Tim Bawaslu Jateng tiba di Kantor KPU Provinsi Jawa Tengah pada pukul 10.00 WIB dan langsung melakukan koordinasi mengenai teknis pelaksanaan tugas pengawasan. Dalam kegiatan tersebut hadir Kepala Bagian P3SP Bawaslu Provinsi Jawa Tengah, Bre Ikra Jendra beserta jajaran.
Dalam arahannya Kabag TPPH Dewanto Putranto, menyampaikan bahwa pelaksanaan Pemutakhiran Data Partai Politik Berkelanjutan mengacu pada Pedoman Teknis KPU RI Keputusan Nomor 1365 beserta seluruh perubahannya.
Ia menjelaskan, tahapan pemutakhiran data partai politik telah dimulai sejak tahun 2025. Dalam proses tersebut, Bawaslu ditempatkan sebagai salah satu stakeholder yang memiliki kewajiban melakukan pengawasan terhadap Pemutakhiran Data Partai Politik Berkelanjutan Semester I Tahun 2026.
“Pemutakhiran data partai politik berkelanjutan merupakan bagian penting dalam menjaga akurasi dan validitas data partai politik. Karena itu, koordinasi antara KPU dan Bawaslu perlu dilakukan agar prosesnya berjalan sesuai ketentuan,” ujar Dewo.
Mekanisme pemutakhiran data partai politik berkelanjutan dilaksanakan dua kali dalam satu tahun. Semester pertama berlangsung pada Januari hingga Juni, sedangkan semester kedua berlangsung pada Juli hingga Desember.
Dalam pengawasan melalui aplikasi Sistem Informasi Partai Politik atau SIPOL, Bawaslu diberikan hak akses khusus secara terbatas sebagai viewer. Akses tersebut digunakan untuk melihat proses pemutakhiran data yang dilakukan oleh partai politik.
Ruang lingkup pemutakhiran data partai politik berkelanjutan berfokus pada empat aspek utama, yakni kepengurusan, keterwakilan perempuan, keanggotaan, dan domisili kantor partai politik.
Kepala Bagian P3SP Bawaslu Jateng, Bre Ikra Jendra, menegaskan bahwa Bawaslu akan menjalankan fungsi pengawasan sesuai kewenangan yang diberikan.
“Bawaslu Jateng memastikan proses pemutakhiran data partai politik berkelanjutan diawasi secara cermat, terutama pada aspek kepengurusan, keterwakilan perempuan, keanggotaan, dan domisili kantor.
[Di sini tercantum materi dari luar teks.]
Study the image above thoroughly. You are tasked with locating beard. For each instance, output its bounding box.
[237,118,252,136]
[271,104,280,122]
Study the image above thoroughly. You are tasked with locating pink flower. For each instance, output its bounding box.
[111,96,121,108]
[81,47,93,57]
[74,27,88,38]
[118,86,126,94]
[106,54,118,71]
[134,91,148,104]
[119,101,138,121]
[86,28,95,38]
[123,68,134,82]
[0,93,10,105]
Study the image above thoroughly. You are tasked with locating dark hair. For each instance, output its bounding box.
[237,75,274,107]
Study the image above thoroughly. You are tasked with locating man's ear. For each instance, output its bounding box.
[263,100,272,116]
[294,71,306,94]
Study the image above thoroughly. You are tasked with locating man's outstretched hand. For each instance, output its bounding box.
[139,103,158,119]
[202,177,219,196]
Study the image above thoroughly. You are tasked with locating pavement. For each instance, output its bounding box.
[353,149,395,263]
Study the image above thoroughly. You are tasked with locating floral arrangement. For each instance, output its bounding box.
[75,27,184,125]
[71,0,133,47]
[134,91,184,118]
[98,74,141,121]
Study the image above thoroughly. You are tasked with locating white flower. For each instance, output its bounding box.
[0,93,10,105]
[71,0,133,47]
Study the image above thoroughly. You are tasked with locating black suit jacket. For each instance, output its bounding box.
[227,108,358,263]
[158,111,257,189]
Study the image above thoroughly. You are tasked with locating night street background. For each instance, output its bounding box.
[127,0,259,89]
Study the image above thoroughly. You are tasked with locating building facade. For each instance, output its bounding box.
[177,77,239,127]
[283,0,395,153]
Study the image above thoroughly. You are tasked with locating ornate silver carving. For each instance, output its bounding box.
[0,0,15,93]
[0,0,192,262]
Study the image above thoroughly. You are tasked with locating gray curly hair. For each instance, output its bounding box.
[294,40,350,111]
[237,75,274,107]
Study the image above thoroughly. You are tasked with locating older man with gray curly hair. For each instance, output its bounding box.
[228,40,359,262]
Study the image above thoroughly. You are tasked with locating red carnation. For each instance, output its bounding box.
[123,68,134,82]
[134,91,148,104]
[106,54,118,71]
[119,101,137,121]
Pengawasan ini penting agar setiap tahapan berjalan transparan, akuntabel, dan sesuai regulasi,” kata Bre.
Ia menambahkan, pemberian akses SIPOL kepada Bawaslu menjadi bagian penting dalam mendukung efektivitas pengawasan.
“Dengan akses sebagai viewer, Bawaslu dapat mencermati data dan dokumen yang dimutakhirkan. Meski aksesnya terbatas, fungsi pengawasan tetap dapat dijalankan melalui pencermatan, koordinasi, dan tindak lanjut sesuai prosedur,” ujarnya.
Dalam koordinasi tersebut, terdapat dua hal utama yang disampaikan kepada Bawaslu. Pertama, mengenai regulasi atau payung hukum yang digunakan dalam pemutakhiran data partai politik. Kedua, mengenai teknis operasionalisasi serta pemberian akun SIPOL kepada Bawaslu.
Adapun pemutakhiran data oleh partai politik wajib diselesaikan paling lambat pada 25 Juni 2026. Setelah itu, KPU akan melakukan verifikasi terhadap data dan dokumen yang telah dimutakhirkan oleh partai politik.
Hasil akhir dari seluruh rangkaian verifikasi administrasi akan dituangkan dalam Berita Acara atau BA. Dokumen tersebut dijadwalkan terbit pada 30 Juni 2026.
“Bawaslu berharap seluruh proses pemutakhiran dapat dilaksanakan tepat waktu, terbuka, dan dapat dipertanggungjawabkan. Koordinasi seperti ini menjadi langkah awal untuk memastikan pengawasan berjalan optimal,” ujar Bre.